Lantai tatami di bagian dalam Tenryuji Temple
Togetsukyo
Bridge (Dari gerbang masuk Tenryuji
Temple tinggal belok kanan)
Beranjak
dari Tenryuji Temple saya menuju Togetsukyo Bridge yang menjadi landmark
Arashiyama. Sejatinya jembatan kayu yang berusia lebih dari 400 tahun ini
membentang diatas Katsura River dengan latar belakang pegunungan Arashiyama.
Pemandangan pegunungan Arashiyama akan berbeda mengikuti musimnya. Sayangnya
saat saya kesana musim gugur belum mencapai puncaknya sehingga pegunungan
Arashiyama masih terlihat hijau, padahal pegunungan Arashiyama merupakan salah
satu tempat terbaik untuk melihat warna-warni musim gugur.
Pegunungan Arashiyama
Togetsukyo Bridge
Selain
dipenuhi pengunjung, Togetsukyo
Bridge juga semarak dengan banyaknya penarik rickshaw. Area Arashiyama memang
tidak terlalu luas tapi kalau jalan kaki bikin gempor juga. Jika memiliki
budget ekstra, rickshaw dapat menjadi alternatif berkendara di Arashiyama.
Antri
Not quite danceing tree
Setelah
menyusuri jembatan kayu ini rencananya saya hendak menuju bamboo grooves. Hasil
bertanya penarik rickshaw yang tidak bisa berbahasa Inggris, saya harus kembali
ke ujung jembatan yang satunya lagi kemudian berbelok ke kiri. Sesampainya di
ujung jembatan, saya berbelok ke kiri dan menyusuri Katsura River yang terlihat
tenang. Rasanya adem banget melihat sungai di kaki gunung Arashiyama ini.
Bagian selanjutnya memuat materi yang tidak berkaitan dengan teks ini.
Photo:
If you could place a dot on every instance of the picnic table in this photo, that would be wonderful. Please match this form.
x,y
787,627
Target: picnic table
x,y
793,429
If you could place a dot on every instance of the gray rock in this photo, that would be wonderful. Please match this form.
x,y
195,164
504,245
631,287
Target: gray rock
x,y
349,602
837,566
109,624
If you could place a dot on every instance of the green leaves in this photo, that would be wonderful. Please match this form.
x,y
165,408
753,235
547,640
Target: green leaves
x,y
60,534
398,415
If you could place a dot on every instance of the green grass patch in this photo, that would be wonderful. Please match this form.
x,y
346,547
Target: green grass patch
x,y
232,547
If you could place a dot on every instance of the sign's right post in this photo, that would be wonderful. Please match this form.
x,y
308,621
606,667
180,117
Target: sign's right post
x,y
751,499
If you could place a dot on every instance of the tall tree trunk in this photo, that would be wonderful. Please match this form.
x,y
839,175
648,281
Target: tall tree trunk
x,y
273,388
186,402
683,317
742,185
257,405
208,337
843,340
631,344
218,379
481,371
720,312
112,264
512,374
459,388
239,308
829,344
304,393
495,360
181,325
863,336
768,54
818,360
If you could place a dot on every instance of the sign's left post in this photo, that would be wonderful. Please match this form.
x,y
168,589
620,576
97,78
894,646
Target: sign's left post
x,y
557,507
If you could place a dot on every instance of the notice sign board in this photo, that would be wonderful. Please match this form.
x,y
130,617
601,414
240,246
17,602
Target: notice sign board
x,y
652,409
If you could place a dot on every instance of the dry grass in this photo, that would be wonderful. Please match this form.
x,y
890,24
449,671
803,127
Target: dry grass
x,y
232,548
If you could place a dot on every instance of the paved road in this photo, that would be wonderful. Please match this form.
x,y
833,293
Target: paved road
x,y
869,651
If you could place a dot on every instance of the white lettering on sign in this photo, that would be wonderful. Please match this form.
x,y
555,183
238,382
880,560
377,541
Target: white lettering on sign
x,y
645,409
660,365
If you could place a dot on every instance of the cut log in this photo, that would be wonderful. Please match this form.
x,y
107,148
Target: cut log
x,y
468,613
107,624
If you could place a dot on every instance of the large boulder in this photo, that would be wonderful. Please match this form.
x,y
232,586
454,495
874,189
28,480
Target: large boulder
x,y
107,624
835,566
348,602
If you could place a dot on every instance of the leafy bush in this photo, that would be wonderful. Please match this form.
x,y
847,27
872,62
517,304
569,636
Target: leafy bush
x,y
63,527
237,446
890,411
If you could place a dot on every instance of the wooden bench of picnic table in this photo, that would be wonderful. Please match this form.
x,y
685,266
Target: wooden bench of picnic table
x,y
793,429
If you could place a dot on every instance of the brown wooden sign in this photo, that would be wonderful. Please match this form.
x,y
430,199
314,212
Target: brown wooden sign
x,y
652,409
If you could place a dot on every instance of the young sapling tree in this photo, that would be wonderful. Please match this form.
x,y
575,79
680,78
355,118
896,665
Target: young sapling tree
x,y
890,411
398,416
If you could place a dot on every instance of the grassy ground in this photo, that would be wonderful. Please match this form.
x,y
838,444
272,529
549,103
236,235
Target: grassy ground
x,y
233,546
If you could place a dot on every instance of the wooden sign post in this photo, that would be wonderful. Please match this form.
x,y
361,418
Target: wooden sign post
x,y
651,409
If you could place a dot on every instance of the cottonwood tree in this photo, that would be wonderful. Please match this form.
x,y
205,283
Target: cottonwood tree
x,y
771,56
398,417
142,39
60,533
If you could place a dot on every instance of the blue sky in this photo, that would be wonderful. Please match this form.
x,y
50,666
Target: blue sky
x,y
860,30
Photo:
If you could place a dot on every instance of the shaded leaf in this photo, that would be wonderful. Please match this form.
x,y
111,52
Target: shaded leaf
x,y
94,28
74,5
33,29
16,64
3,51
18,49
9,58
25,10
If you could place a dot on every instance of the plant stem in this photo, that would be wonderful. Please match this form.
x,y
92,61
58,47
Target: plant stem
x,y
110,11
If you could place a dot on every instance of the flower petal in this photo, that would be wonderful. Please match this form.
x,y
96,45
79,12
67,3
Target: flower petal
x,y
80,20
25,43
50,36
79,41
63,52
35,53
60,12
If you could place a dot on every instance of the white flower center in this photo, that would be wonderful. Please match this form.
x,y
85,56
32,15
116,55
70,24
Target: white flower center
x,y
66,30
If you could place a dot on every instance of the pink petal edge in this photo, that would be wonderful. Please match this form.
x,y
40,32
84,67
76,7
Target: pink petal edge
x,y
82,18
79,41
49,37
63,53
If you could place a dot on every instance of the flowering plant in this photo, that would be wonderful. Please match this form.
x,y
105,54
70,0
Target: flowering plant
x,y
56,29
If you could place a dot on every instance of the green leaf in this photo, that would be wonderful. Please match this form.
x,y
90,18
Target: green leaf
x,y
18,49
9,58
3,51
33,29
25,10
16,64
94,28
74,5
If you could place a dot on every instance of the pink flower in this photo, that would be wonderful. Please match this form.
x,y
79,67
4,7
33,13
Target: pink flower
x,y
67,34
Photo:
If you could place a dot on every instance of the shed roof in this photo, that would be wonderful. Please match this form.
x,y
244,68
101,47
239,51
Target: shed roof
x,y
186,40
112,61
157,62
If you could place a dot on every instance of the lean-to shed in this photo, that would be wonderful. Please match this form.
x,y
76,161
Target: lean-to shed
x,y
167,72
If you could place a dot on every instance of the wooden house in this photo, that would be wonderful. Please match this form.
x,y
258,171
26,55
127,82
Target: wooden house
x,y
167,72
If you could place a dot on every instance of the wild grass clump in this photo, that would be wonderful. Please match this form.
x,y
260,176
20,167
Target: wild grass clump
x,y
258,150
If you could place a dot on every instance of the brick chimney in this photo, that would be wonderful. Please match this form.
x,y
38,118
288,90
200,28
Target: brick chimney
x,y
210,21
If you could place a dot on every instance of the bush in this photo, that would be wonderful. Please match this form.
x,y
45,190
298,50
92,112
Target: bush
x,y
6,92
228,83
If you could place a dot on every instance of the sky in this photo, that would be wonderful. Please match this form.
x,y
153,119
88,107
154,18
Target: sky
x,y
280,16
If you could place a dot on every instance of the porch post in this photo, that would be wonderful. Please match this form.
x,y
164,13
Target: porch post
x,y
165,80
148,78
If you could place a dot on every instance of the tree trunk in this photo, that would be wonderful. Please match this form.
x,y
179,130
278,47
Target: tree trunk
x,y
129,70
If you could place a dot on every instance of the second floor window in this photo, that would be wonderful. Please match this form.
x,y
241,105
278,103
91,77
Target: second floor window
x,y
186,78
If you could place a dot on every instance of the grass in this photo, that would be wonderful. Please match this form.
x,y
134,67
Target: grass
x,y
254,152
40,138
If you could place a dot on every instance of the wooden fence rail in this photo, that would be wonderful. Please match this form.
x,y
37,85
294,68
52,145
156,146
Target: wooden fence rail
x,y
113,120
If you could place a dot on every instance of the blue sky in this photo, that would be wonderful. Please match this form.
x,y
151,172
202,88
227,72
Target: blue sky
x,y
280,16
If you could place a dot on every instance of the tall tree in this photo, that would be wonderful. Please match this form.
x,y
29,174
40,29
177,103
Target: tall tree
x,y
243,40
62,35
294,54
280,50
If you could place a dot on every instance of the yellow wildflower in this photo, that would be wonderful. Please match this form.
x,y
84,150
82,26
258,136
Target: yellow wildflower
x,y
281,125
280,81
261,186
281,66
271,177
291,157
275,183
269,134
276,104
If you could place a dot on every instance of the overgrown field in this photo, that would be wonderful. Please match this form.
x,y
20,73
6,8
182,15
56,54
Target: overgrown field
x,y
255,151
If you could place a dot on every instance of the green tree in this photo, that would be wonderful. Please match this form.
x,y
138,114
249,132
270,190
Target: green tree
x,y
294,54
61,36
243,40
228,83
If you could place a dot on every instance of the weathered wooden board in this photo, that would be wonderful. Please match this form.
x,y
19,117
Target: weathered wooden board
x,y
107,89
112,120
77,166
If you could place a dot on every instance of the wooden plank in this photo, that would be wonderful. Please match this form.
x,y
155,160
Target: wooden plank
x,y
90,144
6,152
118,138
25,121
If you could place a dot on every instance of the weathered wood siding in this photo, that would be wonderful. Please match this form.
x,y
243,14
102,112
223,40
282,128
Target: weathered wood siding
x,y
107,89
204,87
Warnanya jernih cenderung turquoise. Terdapat penyewaan perahu untuk menyusuri sungai juga. Setelah beberapa lama berjalan saya baru sadar, kok makin sepi dan
nggak banyak orang,
ya? Saya
musti balik ke Togetsukyo Bridge atau tetap lanjut di jalur ini? Papan petunjuk
yang saya temukan memperlihatkan jalur yang masih saya tempuh menuju bamboo
grooves, yang terlihat menanjak, berkelak-kelok, dan jauuuhh serta minim
pejalan kaki. Akhirnya saya kembali ke Togetsukyo Bridge dan bertanya pada
penarik rickshaw lagi. Ternyata saya harus berjalan kembali menuju Tenryuji
Temple, beberapa meter melewati Tenryuji Temple ada gang kecil sempit menuju bamboo
grooves. Tidak perlu takut tersasar, tinggal ikuti arus pengunjung dan penarik
rickshaw yang mayoritas menuju bamboo grooves.
Bamboo Grooves
Bamboo
grooves memang menjadi salah satu tempat ikonik Jepang. Hanya dengan melihat
foto bamboo grooves dengan otomatis seseorang akan mengenali tempat tersebut
berada di Jepang. Bamboo gooves sendiri merupakan hutan pohon bambu yang menjulang
tinggi dengan rerimbunan terpusat di bagian atas pucuk bambu. Hutan bambu ini berjejer rapat menjadi pagar tanaman
alami di kanan kiri jalan. Mencipta
sebuah pemandangan
yang rasanya “Jepang banget.”
Holding hands
Berada
di dalam bamboo grooves rasanya adeem banget. Sejuk dengan sesekali alunan angin terdengar berhembus di antara dedaunan
bambu, dan semuanya buyar seketika oleh seruan dan obrolan kencang “pengunjung dari negara
tertentu” yang berteriak-teriak
memanggil rombongannya untuk berfoto bersama atau mengobrol dalam volume tinggi. Dibutuhkan kesabaran ekstra untuk memotret di tempat
ini, selain karena pengunjungnya memang flooding, setiap beberapa langkah pengunjung akan berhenti untuk berfoto. Saya tidak mau
membayangkan penuhnya tempat ini saat hari libur.
Saran saya, jika menemukan
spot foto yang menarik jangan dilewatkan karena lintasan bamboo grooves tidak
terlalu panjang. Jangan sampai di ujung bamboo grooves kalian belum mendapat
foto yang cukup bagus sebagai oleh-oleh perjalanan.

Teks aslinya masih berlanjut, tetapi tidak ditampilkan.